Attila Bassett doesn’t mess around when it comes to his costume for the Victoria Pride Parade.

Last year, it was all pink plumes. This year, it’s a strong royal blue, reaching six metres skyward in a way that would do him proud at Rio de Janeiro’s Carnival.

“It took a vehicle to get it here. It’s huge,” said Bassett, spokesman for Paparazzi nightclub, host to a Pride Week Wrap Party on Sunday night.

The Victoria Pride Parade and Festival, beginning Sunday at noon, mark the end of a week of activities that have included art shows, a memorial drag ball game and film screenings.

But while the parade and festival are expected to attract about 15,000 people, it wasn’t too long ago that a small group of gay and lesbian locals organized the first such gathering.

Nicole Naud, a summer practicum student with the Victoria Pride Society, has begun a project collecting local history on the subject. Naud said she has interviewed 13 members of the LGBT community who began organizing in the 1980s, before there was widespread acceptance of sexual or gender diversity.

At that time, the Island Gay Society — a predecessor to the Victoria Pride Society — hosted discussion groups for men wanting to talk about topics such as relationships and sex and the AIDS crisis. Members also organized coffee houses at the Oak Bay Community Centre and the Fernwood Community Centre, so that gays and lesbians could meet and mingle at a venue other than a bar.
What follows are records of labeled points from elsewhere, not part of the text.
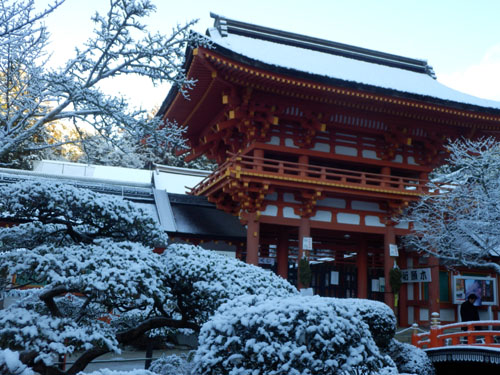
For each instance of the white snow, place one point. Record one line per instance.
(346, 69)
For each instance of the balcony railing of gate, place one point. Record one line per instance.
(244, 165)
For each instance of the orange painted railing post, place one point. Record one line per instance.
(433, 334)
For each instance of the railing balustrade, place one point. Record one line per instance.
(273, 168)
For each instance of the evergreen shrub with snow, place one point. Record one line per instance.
(379, 317)
(409, 359)
(201, 280)
(172, 365)
(288, 335)
(11, 365)
(91, 256)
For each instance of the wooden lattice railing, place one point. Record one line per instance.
(477, 333)
(241, 165)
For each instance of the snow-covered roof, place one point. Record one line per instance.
(161, 192)
(172, 179)
(336, 61)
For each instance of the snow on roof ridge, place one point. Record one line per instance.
(225, 26)
(180, 170)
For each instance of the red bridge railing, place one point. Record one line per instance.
(477, 333)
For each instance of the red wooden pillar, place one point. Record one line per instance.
(434, 285)
(389, 238)
(386, 172)
(283, 254)
(362, 265)
(253, 229)
(259, 156)
(403, 292)
(304, 162)
(304, 231)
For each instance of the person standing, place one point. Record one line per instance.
(468, 311)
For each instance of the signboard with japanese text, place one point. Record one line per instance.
(307, 243)
(416, 275)
(393, 250)
(485, 289)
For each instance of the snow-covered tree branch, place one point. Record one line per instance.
(32, 96)
(458, 220)
(100, 284)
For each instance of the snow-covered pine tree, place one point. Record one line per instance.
(32, 96)
(92, 257)
(458, 220)
(101, 286)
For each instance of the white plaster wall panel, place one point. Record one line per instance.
(274, 141)
(346, 135)
(409, 289)
(322, 215)
(324, 147)
(272, 196)
(289, 143)
(332, 202)
(344, 150)
(447, 315)
(271, 210)
(398, 159)
(290, 198)
(366, 206)
(411, 315)
(289, 213)
(347, 218)
(402, 225)
(370, 154)
(424, 314)
(373, 221)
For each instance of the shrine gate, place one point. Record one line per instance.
(319, 146)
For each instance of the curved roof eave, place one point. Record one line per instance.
(351, 84)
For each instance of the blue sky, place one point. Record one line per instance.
(460, 38)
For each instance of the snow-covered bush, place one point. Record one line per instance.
(459, 225)
(172, 365)
(288, 335)
(202, 280)
(11, 365)
(59, 213)
(92, 257)
(409, 359)
(113, 372)
(379, 317)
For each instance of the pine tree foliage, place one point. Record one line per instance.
(32, 96)
(92, 258)
(100, 285)
(458, 220)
“There were five of them who really started it,” Naud said, naming Pat Ford, Colin Craig, Sam Archer, Michael Hallerman and Terry Froud.

Ford and Archer came up with the idea for a pride event similar to those arising in Vancouver and Seattle, she said. A picnic in Beacon Hill Park was organized in 1991.

“When the first picnic came, they were really worried about how the community would respond,” said Naud, who is completing a degree in child and youth care at the University of Victoria.

But 250 people showed up and nothing bad happened — in part because it wasn’t heavily advertised, she said.

“Unless you were part of the clique, you couldn’t really tell what was going on. And they received good feedback from the community,” said Naud, who will have a booth at the festival and invites people to share their experiences with her.

The picnic grew to become a parade in 1994, she said. Since then, it has continued to grow, expanding to include bisexual and gender-variant people.

Today, the parade and festival are about reflecting on how far we’ve come, said Victoria Pride Society spokeswoman Laurissa Chapple.

“It’s an opportunity to celebrate the rights and freedoms that we have in Canada as part of the LGBT community,” she said.

The pride society has also adopted a new vision this year, with the motto, Be Our Family. “No matter who a person is, the gender in which they identify or the sexual orientation they may have, that person is someone’s family,” Chapple said. “They may not be blood family, they may be chosen family,” but they are all loved.

asmart@timescolonist.com

Map of 2014 Victoria Pride Parade route

Pride Parade and Festival

• The parade starts at Pandora Avenue and moves along Government Street to MacDonald Park between noon and 1 p.m.

• The festival will be held in MacDonald Park, with more than 150 vendors, performers, family-friendly entertainment and a beer garden.